On your right, look for a giant rectangular wall covered in red and pink paint, where bold curving lines sweep upward across a twelve-story facade like an abstract body stretched against the city.
This is Venus, Knox Martin’s enormous mural on the south side of Bayview Correctional Facility, and it arrived here in nineteen seventy thanks to Doris Freedman’s CityWalls, the early public-art group that later became the Public Art Fund. Martin picked this wall very deliberately: it stood beside Eleventh Avenue and the West Side Highway, visible from the Verrazzano-Narrows Bridge, the Statue of Liberty, and even the New Jersey shore. Imagine that confidence... not a painting tucked inside a gallery, but a love letter to New York blasted across the skyline.

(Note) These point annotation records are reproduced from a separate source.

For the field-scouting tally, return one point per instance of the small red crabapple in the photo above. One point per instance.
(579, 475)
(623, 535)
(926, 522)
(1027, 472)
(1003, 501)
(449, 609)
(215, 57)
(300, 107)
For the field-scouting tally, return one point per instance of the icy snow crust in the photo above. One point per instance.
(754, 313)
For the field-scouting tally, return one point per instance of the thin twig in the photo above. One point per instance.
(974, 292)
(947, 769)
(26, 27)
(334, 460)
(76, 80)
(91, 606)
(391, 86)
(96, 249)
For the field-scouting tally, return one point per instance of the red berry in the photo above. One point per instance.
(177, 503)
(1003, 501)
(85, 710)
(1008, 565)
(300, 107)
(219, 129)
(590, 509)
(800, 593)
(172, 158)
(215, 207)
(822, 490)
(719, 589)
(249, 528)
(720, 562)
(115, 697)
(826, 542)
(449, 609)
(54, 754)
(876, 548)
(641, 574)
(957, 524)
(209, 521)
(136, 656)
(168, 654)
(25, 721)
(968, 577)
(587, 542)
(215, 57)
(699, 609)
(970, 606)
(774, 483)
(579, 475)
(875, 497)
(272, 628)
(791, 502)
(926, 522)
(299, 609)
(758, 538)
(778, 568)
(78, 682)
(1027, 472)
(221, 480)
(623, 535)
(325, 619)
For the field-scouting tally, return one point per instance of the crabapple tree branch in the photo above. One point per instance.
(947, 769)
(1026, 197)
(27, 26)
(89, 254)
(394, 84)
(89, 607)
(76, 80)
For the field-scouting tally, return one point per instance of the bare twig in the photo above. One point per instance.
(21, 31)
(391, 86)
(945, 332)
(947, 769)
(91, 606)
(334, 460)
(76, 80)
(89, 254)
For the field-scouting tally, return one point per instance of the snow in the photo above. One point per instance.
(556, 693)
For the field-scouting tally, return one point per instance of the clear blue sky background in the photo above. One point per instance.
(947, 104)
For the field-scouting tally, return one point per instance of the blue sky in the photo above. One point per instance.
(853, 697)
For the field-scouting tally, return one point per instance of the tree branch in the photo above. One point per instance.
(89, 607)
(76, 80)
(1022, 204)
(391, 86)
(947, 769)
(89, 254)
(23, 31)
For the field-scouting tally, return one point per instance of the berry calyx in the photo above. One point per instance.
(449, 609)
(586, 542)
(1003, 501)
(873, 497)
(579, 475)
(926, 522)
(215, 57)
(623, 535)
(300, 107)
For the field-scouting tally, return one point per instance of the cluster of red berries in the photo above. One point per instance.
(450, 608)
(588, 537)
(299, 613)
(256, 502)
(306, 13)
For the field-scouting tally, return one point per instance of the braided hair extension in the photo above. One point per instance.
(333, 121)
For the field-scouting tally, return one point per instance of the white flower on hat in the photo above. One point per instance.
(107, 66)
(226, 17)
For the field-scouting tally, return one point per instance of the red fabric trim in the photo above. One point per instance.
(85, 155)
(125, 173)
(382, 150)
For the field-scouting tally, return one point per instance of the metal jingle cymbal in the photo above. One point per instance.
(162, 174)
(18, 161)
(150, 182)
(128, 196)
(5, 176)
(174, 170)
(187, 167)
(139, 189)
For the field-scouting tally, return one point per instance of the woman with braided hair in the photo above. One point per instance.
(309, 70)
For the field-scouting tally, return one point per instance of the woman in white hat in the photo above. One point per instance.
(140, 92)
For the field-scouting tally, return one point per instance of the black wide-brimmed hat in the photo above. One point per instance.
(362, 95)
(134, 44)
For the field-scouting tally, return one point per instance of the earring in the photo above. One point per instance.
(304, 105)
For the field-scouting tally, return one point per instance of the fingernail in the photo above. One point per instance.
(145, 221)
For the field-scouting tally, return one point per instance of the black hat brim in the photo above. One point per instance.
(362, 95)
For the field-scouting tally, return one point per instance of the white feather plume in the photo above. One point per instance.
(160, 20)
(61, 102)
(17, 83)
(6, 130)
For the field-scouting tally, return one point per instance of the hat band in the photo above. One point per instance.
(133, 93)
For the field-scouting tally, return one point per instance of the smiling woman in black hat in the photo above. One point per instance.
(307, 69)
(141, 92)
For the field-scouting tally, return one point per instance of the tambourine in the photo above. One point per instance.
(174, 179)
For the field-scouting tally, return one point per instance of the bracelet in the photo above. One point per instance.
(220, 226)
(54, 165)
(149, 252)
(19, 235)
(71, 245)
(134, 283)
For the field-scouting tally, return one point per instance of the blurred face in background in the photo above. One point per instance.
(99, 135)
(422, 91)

Art writer Marilyn Kushner called it Martin’s love poem to the city. You can feel that in the design: soft, feminine curves pushing against the hard straight lines of the surrounding architecture. Venus, the goddess of love and fertility, becomes both a woman and a portrait of New York itself... erotic, muscular, restless.
And here’s a detail I adore: advertisers kept asking to turn this giant wall into a billboard, but the state said no. They didn’t want Venus covered by a beer or jeans ad. In nineteen ninety-eight, restorers and the Public Art Fund protected it with a special weather-resistant acrylic developed with Martin and donated by Golden Artist Colors, meant to last at least seventy-five years. If you check your screen, that old transit-of-Venus drawing captures the same long human fascination with the name Martin borrowed for this mural. Today, a newer building blocks most of the work, which makes this surviving glimpse feel even more precious.
It’s a stubborn, gorgeous reminder that public art does not have to sell you anything. When you’re ready, we can continue toward Chelsea Market.